Many older adults worry about whether forgetfulness or difficulty remembering a name is an inevitable part of aging, or a signal of cognitive decline due to dementia. 

An article about dementia in NIH News in Health quoted Sanjay Asthana, MD, professor and head, Geriatrics and Gerontology and Duncan G. and Lottie H. Ballantine Chair in Geriatrics. Dr. Asthana also serves as associate dean for gerontology in the UW School of Medicine and Public Health.

“Dementia really isn’t a disease itself. Instead, dementia is a group of symptoms that can be caused by many different diseases,” said Dr. Asthana. “Symptoms of dementia can include problems with memory, thinking, and language, along with impairments to social skills and some behavioral symptoms.” 

He urged that people and caregivers concerned with memory matters seek a clinician with expertise in diagnosing dementia. 

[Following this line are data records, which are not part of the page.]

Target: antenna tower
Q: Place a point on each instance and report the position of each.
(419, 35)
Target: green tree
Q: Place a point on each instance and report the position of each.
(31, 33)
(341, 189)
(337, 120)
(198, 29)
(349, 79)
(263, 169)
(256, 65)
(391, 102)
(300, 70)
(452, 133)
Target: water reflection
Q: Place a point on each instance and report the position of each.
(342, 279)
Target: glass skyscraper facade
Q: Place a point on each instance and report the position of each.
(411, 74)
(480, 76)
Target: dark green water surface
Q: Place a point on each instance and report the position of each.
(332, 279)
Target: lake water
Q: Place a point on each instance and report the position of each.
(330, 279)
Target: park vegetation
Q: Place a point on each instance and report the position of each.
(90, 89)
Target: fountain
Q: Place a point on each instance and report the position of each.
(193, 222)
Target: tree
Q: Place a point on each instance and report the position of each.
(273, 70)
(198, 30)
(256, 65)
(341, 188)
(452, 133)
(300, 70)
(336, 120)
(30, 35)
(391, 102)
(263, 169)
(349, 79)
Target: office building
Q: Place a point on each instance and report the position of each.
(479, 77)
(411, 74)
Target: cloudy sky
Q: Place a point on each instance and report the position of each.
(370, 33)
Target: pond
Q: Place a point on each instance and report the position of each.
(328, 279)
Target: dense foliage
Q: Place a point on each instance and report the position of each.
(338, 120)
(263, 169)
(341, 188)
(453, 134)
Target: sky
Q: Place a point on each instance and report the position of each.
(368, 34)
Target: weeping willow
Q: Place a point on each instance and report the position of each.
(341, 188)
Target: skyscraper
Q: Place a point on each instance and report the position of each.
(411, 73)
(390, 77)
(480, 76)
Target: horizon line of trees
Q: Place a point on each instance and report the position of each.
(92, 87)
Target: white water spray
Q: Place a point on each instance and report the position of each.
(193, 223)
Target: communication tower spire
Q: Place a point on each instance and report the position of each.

“NIH has specialized centers across the country that have clinics that can diagnose and evaluate patients with Alzheimer’s disease and dementia,” said Dr. Asthana.

Obtaining a clear diagnosis is difficult and currently impossible for some types of dementia, he cautioned. “There’s no single blood test or brain scan that can diagnose Alzheimer’s disease or some other types of dementia with certainty,” said Dr. Asthana. “In these cases, a definite diagnosis can be made only at autopsy.”

But there are numerous lifestyle activities that can help protect the brain and reduce the risk of dementia, including regular exercise, a heart-healthy diet, not smoking, and spending time on social and intellectually stimulating activities.